Few previous studies have been conducted to examine associations between soy foods and CRC incidence. Previous studies among Asian populations examined both soy and isoflavone intake in relation to CRC risk (37–41); however, the results from these prior studies are inconsistent. The majority of the previous studies were case–control in design and reported risk reductions ranging from ∼6% to ∼29% (37, 38, 40, 41) for higher intakes of soy foods and/or isoflavones in relation to CRC incidence. It is possible that many of these case–control designs could be biased away from the null due to differential recall of dietary exposures.

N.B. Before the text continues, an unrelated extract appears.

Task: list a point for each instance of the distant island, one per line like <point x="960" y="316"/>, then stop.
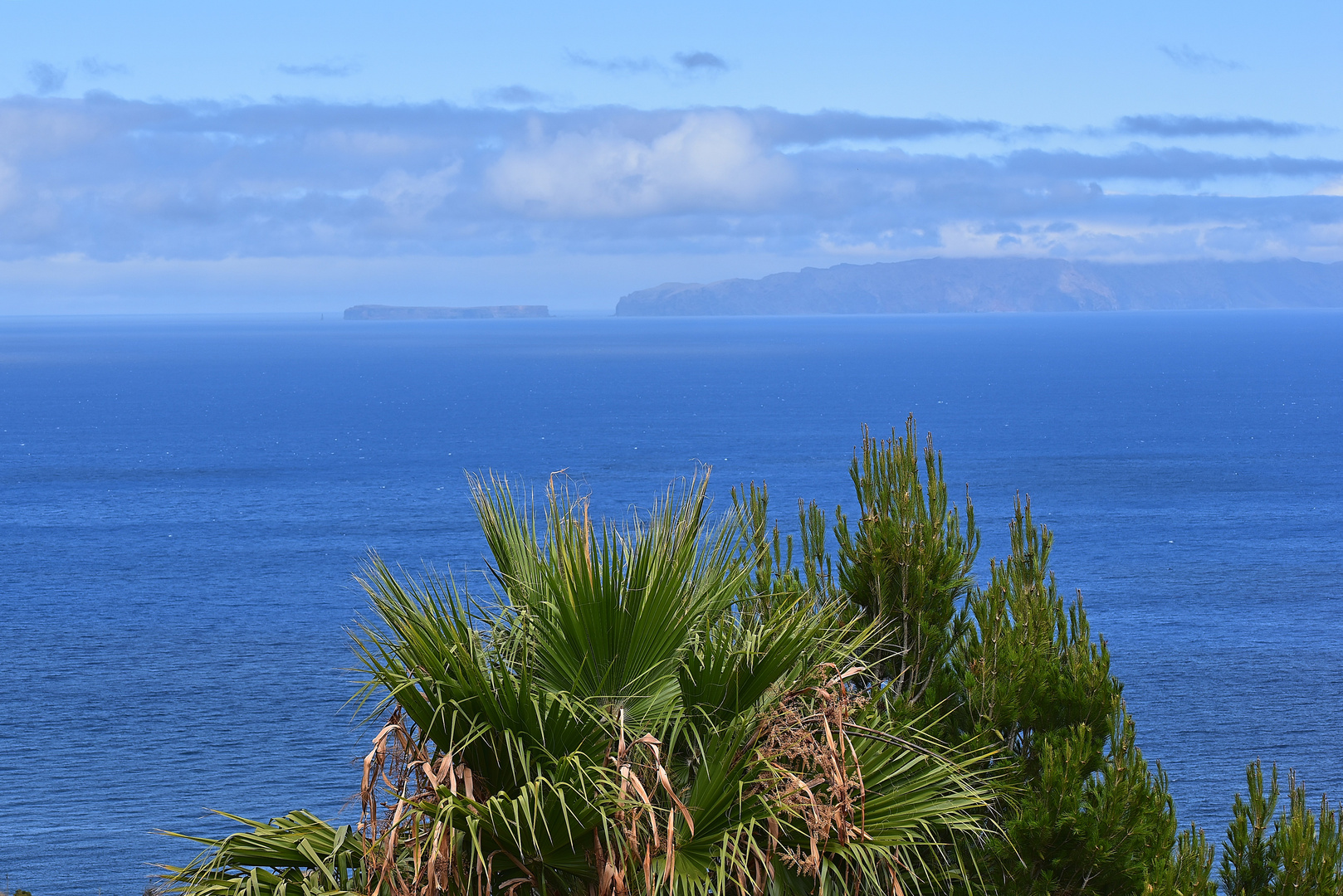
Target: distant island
<point x="432" y="314"/>
<point x="1002" y="285"/>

Two previous studies (39, 42), which were not included in our pooled analysis, examined soy intake among Asian populations using a prospective cohort design. Oba et al. conducted a prospective population-based cohort study among a total of ∼30,000 men and women in Japan who were followed for an average of 7 y, during which 213 individuals developed colon cancer. Soy intake was assessed at baseline using an FFQ, and Oba et al. reported nearly halving of the risk of colon cancer among women consuming highest tertile of soy product consumption compared with the lowest (HR_{T3 vs. T1}: 0.56, 95% CI: 0.34, 0.92) (39). Similarly, Butler et al. examined the association between both isoflavones and soy foods in relation to CRC incidence among a Singaporean population-based cohort including more than 60,000 men and women who were followed for nearly 10 y (42). No association was observed for CRC individual intakes of isoflavones (HR_{Q4 vs. Q1}: 0.95, 95% CI: 0.79, 1.13) and soy foods (HR_{Q4 vs. Q1}: 0.95, 95% CI: 0.78, 1.16) also assessed at baseline via FFQ among a population of Singaporean Chinese individuals.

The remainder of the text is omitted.